The night before was a frenzy of packing and reminiscing on the six awesome weeks of Orientation. I took the opportunity to play some final games of Contact, Bananagrams, and Pirate Scrabble. On the morning of, people seemed a bit quieter than usual, but otherwise it felt like any other day -- mediocre breakfast at the Jungwon cafeteria included.
But then everyone got dressed up, and everyone started bringing out their luggage, and then everyone started bringing out their cameras to take photos, and then it hit me that everything was about to change.
The ceremony was quick. Lots of ETAs were given flowers from their co-teachers and school administrators, including almost everyone in Jeollonam-do. We then ate lunch with the people from our school, not in Jungwon's sorry cafeteria, but in a super-fancy (and predictably ostentatiously decorated) banquet restaurant in the university guest house.
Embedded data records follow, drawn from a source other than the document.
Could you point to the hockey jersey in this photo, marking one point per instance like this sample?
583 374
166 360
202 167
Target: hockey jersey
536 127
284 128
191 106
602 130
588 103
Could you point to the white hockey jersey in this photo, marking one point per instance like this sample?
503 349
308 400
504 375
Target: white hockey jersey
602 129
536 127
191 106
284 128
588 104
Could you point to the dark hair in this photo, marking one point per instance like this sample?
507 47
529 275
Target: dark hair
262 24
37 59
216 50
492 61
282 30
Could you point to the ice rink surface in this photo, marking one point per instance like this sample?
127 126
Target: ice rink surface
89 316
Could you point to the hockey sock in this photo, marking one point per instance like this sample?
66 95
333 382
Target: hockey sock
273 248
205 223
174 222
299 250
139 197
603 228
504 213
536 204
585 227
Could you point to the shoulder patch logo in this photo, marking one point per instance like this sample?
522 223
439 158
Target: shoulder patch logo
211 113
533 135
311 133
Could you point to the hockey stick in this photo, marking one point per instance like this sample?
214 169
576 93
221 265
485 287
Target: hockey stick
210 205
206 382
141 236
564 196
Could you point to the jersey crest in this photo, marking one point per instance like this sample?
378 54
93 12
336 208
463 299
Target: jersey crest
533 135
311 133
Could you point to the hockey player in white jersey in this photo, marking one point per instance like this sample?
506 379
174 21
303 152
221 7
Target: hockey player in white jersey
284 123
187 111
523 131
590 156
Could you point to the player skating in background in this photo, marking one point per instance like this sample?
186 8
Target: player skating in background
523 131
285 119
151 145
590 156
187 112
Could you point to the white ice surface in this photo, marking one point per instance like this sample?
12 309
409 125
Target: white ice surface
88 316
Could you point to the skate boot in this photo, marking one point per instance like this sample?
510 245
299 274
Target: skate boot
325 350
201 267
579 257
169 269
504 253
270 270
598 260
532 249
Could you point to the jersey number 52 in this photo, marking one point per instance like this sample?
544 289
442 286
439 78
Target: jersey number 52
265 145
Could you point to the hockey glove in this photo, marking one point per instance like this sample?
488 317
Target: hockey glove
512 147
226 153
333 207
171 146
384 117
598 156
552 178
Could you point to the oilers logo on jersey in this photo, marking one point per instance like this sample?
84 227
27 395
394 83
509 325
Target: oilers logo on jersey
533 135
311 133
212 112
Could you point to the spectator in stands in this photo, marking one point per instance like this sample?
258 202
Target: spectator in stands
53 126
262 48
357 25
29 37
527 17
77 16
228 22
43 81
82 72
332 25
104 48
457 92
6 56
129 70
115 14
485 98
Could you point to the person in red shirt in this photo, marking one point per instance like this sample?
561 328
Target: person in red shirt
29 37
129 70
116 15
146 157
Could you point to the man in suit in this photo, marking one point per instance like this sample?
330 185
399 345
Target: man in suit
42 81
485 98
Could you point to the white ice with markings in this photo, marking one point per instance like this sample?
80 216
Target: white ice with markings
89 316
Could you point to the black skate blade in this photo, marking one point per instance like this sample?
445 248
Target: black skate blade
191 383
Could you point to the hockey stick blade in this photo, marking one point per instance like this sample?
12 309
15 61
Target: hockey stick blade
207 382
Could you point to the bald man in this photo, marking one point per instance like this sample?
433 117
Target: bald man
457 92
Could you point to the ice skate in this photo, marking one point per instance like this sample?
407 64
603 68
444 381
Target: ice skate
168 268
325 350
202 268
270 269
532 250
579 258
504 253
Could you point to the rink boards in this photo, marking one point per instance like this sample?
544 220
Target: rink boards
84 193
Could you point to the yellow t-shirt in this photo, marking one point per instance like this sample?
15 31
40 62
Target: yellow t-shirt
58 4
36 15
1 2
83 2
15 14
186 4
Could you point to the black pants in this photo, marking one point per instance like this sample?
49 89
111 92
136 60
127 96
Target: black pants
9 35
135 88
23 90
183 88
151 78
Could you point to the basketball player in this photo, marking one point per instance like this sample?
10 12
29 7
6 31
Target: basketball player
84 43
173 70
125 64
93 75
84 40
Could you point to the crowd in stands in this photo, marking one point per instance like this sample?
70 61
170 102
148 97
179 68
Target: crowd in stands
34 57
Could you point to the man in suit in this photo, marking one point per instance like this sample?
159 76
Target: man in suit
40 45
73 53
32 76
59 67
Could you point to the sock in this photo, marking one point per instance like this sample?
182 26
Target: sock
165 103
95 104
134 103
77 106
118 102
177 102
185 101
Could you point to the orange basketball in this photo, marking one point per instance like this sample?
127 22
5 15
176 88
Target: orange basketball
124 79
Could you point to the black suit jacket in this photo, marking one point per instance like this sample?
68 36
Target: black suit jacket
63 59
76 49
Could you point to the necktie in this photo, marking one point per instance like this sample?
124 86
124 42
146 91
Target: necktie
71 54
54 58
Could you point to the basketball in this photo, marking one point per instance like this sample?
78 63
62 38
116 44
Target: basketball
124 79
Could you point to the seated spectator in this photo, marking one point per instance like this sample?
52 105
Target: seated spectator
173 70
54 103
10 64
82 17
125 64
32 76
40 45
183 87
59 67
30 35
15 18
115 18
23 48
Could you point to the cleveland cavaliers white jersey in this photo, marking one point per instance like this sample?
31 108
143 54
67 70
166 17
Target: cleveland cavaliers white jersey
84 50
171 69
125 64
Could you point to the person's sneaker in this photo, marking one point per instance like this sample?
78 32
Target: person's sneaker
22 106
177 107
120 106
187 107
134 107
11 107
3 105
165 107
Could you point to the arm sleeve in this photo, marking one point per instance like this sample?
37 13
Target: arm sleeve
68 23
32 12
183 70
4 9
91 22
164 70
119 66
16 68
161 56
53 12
Where was all that good food hiding all summer?
After lunch, there was so little time left before the school staffers' meeting with the Fulbright Office was over and everyone started disappearing left and right for their placements. It definitely felt a lot like the aftermath of Commencement, just a few months ago. Everyone was everywhere, it was loud and hot and people were fairly emotional... Also, it was raining, hard. Symbolic much? I just wanted to leave quickly before it got overwhelming.
And so I did, and my co-teacher Saerona and I drove out of Goesan (we had some trouble with our GPS; I think there's been a lot of recent road construction around our tiny town) and south for three hours until we arrived in Changwon. My new home for a year. Here in Changwon, the real adventures have begun!